Lunches

To send Sue your favourite Gluten & Dairy Free recipe or to contact Sue click here.

Lunch time can see the use of freshly baked gluten free bread, or corn or rice crackers with the usual fillings that the family likes. Salad wraps using lettuce leaves or mustard leaves are great for lunches at home. Whereas rice paper wraps and gluten free wraps are good for lunchboxes. Don’t forget that a lunch pack of gluten free pasta with tuna or salmon is still a favourite to many. Crackers and dips are also good for variety and can be served also with carrot and celery sticks or pieces of apple.

Here are a few recipes to get you started. There are more salad recipes on the salad tab or click here

 

Mustard leaf wraps/Salad wraps

wrap step 1wrap step 2    wrap step 3

 Method

 Use mustard leaves or other leaves such as lettuce or cabbage. Crack the stem along the spine to make it easy to roll up. As an alternative you can use nori/seaweed sheets.

 Spread the leaf with macadamia paste sprinkle on a selection of salad mix such as grated carrot, grated beetroot, avocados, tomatoes, sprouts and any other salad you like and is in season. Drizzle with agave sweet chili sauce as desired and wrap up into a roll. Yum!!

Agave sweet chili sauce

In a blender mix together till smooth:

1 chili

Juice of ½ a lemon

1tbs apple cider vinegar

1tsp salt

1tbs macadamia paste

2tbs tamari

1 cup agave syrup

Store in fridge – keeps well

Rocket salad

rocket salad

 

 

 

 

 

 

 

Ingredients

 1 bunch fresh rocket

1 tomato sliced or diced

Olives

1 avocado sliced and diced

Sprouts

Macadamias

 Method

 Arrange salad on plates and sprinkle with a mix of orange juice and seeded mustard or salad dressing of choice.

Stuffed zucchini

Ingredients

4 large zucchini

125g minced pork or chicken

50g chopped raw prawns

2 cloves garlic crushed

2 Tbs fresh coriander finely chopped

½ tsp sugar

2 kaffir lime leaves

2 shallots, chopped finely

3 Tbs coconut cream

2 tsp fish sauce

1 Tbs roasted unsalted chopped peanuts

 Method

 Cut zucchinis into 4 cm slices. Scoop out centre of each segment with a melon baller leaving 5mm of flesh inside skins and at base. In a bowl combine all remaining ingredients except peanuts. Spoon filling into zucchini and place into a steamer and steam for 10 minutes until filling is cooked and zucchini is tender. Serve with extra coconut cream on top and sprinkle with peanuts.

 Flax crackers

 flax crackers

Ingredients

2 cups flax seeds

1 cup buckwheat

1 cup sunflower seeds

Soak the above overnight then add

¼ cup sesame seeds

 Process the following:

2 tomatoes

½ cup sun dried tomatoes

1 large carrot

¼ red capsicum

1 cup parsley or basil

1 cup coriander

Juice of two lemons

4tsp salt

4tbs tamari

 Method

Add processed ingredients to seed mix and combine with a spoon.

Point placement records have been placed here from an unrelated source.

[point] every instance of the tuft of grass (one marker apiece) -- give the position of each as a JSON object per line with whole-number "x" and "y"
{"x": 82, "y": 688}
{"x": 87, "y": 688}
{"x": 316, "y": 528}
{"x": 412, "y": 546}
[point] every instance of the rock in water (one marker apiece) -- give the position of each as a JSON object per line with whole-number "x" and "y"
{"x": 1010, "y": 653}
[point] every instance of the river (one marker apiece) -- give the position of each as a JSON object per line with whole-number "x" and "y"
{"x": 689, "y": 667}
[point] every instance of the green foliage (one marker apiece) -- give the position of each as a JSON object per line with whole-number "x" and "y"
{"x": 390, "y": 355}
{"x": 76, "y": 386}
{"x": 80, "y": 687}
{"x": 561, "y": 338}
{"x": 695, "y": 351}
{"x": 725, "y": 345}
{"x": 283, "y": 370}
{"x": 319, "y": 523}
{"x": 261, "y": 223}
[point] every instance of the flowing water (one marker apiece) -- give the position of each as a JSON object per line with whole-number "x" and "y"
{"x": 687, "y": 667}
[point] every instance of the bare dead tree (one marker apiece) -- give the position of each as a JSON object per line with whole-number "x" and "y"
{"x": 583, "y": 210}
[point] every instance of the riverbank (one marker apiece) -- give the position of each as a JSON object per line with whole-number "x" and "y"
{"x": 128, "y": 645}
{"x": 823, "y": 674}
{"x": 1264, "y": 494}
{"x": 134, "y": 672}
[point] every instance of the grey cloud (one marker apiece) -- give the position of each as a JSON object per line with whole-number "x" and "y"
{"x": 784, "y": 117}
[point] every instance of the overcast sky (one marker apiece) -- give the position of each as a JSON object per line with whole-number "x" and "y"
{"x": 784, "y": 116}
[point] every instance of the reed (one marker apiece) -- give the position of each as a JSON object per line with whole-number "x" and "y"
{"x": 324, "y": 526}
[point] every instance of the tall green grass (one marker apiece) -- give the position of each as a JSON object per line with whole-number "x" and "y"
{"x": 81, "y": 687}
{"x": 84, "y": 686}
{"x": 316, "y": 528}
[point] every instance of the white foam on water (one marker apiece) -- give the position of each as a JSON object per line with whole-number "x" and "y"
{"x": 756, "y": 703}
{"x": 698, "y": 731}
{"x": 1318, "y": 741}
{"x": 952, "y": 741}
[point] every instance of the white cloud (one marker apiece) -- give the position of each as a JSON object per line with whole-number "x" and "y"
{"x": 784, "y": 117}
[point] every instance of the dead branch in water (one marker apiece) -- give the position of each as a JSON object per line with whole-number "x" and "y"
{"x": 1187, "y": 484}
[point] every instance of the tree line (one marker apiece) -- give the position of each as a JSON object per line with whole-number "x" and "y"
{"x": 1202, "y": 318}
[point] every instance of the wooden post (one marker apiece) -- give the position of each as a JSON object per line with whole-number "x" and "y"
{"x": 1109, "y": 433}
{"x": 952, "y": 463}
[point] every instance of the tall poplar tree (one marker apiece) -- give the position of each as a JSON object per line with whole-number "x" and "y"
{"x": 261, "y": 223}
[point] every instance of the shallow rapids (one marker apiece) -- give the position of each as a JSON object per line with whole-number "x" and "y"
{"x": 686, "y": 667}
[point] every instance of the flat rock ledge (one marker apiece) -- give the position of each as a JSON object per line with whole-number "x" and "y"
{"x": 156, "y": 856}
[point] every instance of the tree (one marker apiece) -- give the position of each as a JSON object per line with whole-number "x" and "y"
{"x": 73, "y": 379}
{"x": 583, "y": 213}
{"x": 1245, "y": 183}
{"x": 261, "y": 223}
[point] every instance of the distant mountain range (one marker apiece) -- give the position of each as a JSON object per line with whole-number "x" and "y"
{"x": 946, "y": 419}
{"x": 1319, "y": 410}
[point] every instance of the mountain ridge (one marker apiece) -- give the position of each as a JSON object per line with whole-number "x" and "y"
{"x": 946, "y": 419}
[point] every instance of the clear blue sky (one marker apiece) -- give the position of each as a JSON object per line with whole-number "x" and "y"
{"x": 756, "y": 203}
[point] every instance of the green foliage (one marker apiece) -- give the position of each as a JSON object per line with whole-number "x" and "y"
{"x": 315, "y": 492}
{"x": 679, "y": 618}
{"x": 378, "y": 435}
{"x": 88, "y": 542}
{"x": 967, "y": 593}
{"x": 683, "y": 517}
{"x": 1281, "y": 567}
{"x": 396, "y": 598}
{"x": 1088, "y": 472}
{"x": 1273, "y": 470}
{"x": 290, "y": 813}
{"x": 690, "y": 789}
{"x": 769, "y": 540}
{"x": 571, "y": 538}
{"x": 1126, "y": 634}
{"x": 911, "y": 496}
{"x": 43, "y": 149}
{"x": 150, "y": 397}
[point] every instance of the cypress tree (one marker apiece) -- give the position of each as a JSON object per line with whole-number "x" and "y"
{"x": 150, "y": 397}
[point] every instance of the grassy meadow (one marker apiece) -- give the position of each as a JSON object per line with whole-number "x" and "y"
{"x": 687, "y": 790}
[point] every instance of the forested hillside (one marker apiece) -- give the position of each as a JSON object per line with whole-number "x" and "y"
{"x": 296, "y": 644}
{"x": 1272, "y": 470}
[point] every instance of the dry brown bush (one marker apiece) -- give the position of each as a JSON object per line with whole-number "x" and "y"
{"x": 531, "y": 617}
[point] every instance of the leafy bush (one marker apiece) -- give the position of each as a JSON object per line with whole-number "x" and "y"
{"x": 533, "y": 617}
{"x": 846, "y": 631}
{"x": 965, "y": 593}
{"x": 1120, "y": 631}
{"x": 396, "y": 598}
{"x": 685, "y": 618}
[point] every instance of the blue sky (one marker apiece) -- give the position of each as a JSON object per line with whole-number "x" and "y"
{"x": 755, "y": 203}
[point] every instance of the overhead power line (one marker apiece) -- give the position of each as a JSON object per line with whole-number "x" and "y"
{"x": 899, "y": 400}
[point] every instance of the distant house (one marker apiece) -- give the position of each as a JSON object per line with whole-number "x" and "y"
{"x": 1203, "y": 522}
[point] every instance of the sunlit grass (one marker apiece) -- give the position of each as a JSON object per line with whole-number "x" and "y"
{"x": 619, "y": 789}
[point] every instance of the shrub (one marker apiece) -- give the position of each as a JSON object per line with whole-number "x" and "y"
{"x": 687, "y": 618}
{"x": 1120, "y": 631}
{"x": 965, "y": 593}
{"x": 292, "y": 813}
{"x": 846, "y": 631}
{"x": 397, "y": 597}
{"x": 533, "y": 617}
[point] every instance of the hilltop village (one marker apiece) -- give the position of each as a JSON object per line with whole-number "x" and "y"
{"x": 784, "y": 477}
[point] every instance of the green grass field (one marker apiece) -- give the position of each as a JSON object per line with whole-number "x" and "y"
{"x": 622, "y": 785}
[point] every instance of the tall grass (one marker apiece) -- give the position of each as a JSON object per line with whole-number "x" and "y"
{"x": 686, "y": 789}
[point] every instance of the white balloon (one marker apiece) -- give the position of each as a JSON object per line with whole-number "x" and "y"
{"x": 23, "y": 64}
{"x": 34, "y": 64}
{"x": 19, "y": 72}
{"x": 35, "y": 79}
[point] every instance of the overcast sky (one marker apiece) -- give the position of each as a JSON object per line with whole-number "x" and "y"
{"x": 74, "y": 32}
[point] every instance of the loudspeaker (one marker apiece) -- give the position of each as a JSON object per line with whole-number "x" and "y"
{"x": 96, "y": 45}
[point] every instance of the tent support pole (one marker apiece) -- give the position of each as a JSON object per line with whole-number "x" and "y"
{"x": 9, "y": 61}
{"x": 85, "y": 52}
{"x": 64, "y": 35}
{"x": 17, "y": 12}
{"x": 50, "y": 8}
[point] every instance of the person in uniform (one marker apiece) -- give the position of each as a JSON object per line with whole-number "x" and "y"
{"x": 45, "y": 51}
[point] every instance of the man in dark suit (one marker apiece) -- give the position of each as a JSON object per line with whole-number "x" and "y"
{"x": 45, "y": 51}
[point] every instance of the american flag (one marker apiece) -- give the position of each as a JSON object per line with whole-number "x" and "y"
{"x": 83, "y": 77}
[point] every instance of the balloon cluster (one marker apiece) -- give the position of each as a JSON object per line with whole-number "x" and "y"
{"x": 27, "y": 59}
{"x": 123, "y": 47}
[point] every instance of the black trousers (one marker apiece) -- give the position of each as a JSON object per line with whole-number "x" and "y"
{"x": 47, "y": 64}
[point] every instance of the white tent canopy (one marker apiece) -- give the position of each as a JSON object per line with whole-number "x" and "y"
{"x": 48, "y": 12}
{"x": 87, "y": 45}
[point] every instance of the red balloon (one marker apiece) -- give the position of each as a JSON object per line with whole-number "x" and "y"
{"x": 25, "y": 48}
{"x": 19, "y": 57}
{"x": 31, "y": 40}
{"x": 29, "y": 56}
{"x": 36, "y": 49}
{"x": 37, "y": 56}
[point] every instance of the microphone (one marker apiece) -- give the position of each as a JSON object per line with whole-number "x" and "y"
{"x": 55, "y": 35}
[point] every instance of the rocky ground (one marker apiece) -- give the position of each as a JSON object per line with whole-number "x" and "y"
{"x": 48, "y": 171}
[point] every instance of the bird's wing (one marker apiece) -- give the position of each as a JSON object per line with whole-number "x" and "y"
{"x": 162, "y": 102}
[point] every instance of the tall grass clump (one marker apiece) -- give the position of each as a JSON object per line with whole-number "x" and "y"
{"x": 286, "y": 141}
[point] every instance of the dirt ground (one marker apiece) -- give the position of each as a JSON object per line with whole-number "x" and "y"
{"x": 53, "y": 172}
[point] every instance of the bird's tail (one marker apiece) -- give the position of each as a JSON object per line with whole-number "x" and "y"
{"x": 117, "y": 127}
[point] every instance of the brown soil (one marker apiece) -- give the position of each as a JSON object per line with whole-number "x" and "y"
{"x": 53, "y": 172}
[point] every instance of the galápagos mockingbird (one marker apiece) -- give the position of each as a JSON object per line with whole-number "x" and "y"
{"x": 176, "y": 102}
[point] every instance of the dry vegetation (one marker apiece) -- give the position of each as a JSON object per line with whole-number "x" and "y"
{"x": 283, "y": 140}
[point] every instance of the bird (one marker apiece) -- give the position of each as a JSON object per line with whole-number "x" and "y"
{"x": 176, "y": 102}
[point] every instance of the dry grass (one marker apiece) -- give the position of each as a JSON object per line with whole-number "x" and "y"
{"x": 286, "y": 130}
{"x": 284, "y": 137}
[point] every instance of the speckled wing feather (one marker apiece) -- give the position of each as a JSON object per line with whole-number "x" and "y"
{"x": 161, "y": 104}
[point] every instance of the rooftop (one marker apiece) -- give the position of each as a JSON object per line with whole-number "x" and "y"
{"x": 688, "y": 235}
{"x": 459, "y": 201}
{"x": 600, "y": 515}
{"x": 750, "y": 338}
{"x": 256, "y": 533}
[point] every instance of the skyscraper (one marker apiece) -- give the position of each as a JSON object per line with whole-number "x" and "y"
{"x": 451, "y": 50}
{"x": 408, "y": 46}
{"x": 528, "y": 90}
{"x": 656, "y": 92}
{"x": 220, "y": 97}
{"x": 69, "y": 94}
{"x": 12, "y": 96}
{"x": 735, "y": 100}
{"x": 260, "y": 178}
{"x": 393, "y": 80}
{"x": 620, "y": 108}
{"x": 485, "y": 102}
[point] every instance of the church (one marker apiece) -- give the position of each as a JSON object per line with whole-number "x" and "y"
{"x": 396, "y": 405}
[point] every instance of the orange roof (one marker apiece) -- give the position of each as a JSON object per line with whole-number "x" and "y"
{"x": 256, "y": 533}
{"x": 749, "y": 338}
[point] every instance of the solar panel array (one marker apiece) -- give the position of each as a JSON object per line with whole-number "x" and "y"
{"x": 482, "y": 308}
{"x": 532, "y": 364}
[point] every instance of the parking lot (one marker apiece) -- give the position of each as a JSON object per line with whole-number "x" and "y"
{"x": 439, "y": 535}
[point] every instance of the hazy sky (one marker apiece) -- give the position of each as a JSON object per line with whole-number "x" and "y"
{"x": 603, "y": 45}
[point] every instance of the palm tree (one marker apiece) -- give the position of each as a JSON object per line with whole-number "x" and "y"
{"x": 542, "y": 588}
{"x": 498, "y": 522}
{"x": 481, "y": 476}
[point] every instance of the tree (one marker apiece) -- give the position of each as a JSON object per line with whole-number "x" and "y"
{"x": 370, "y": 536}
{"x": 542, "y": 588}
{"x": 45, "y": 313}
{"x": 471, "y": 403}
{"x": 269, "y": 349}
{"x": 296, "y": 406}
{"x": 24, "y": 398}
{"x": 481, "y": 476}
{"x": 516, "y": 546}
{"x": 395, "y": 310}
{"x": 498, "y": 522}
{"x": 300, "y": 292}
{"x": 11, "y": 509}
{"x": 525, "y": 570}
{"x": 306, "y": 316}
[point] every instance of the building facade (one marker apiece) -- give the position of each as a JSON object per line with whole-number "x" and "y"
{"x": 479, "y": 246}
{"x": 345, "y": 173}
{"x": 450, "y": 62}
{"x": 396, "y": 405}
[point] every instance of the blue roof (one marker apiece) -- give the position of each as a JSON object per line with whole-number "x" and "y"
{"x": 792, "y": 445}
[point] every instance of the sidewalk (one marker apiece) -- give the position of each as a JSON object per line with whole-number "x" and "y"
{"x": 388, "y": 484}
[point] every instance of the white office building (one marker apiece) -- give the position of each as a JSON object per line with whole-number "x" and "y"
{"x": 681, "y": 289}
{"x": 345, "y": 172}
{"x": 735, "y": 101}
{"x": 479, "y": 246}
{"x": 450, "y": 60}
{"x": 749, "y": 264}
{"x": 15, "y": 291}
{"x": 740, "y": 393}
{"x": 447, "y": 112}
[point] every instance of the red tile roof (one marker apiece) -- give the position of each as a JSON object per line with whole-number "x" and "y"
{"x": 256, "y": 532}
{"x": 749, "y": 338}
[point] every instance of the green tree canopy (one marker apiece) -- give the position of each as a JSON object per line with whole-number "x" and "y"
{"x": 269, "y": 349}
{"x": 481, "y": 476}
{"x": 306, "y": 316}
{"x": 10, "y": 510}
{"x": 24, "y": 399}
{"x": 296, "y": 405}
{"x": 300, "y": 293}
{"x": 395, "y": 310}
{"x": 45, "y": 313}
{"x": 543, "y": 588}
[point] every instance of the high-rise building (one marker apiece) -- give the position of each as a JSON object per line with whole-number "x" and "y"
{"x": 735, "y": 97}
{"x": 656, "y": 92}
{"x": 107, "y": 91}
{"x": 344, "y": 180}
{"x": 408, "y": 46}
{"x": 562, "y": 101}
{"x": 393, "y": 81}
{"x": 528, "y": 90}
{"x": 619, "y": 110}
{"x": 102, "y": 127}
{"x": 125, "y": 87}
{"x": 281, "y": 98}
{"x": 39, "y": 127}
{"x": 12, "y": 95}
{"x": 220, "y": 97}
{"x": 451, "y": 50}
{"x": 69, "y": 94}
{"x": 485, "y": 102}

Place about two cups of the mix onto each bake sheet lined dehydrator tray and spread to about ½ cm thick. Score each sheet of mix to make crackers into squares. Dehydrate at 145F/63C for 1 hour. Reduce temp to 110F/45C. After 8 hours flip over the crackers peel off the bake sheet and crack apart the crackers to dry easier. Continue to dehydrate till dry and crispy. Can use different variations of herbs, spices, dried fruits etc. for taste and variety.

Of course if you don’t want to make these super healthy crakers, you can buy corn thins, plain corn chips or rice crackers for the same purpose.

Dips for crackers

 

Olive and carrot dip

Process the following:

2 cups dehydrated or soaked almonds

3tbs tamari

3 carrots 15 pitted olives

1tsp salt

1 clove garlic

Juice of 1 lemon

 

Sprouted hummus dip

2 cups chick peas (soaked and sprouted- 2 days)

¾ cup olive oil

Juice of 1 lemon

1 cup fresh herbs – parsley, basil, coriander

1 shallot or small purple onion

1tsp salt

1tsp tamari

¼ cup water

Blend or process till smooth.

Variation – can add beetroot juice instead of water for a pink colour and taste variation

 

Brazil nut pesto

1 bunch basil or coriander

2 cups Brazil nuts

1 clove garlic

Juice of ½ lemon

Salt and pepper to taste

Process to a smooth paste

 

Avocado dip

1 cup cashews

1 avocado

Salt and pepper to taste

Sweet chili sauce to taste

Juice of ½ lemon

Blend all in blender till smooth

 

Crackers can also be served with an endless variety of salad ingredients such as slices of tomatoes, avocados, sprouts etc as desired. The crackers also make a handy travel lunch or dinner for on the road or plane or lunchboxes for school or work.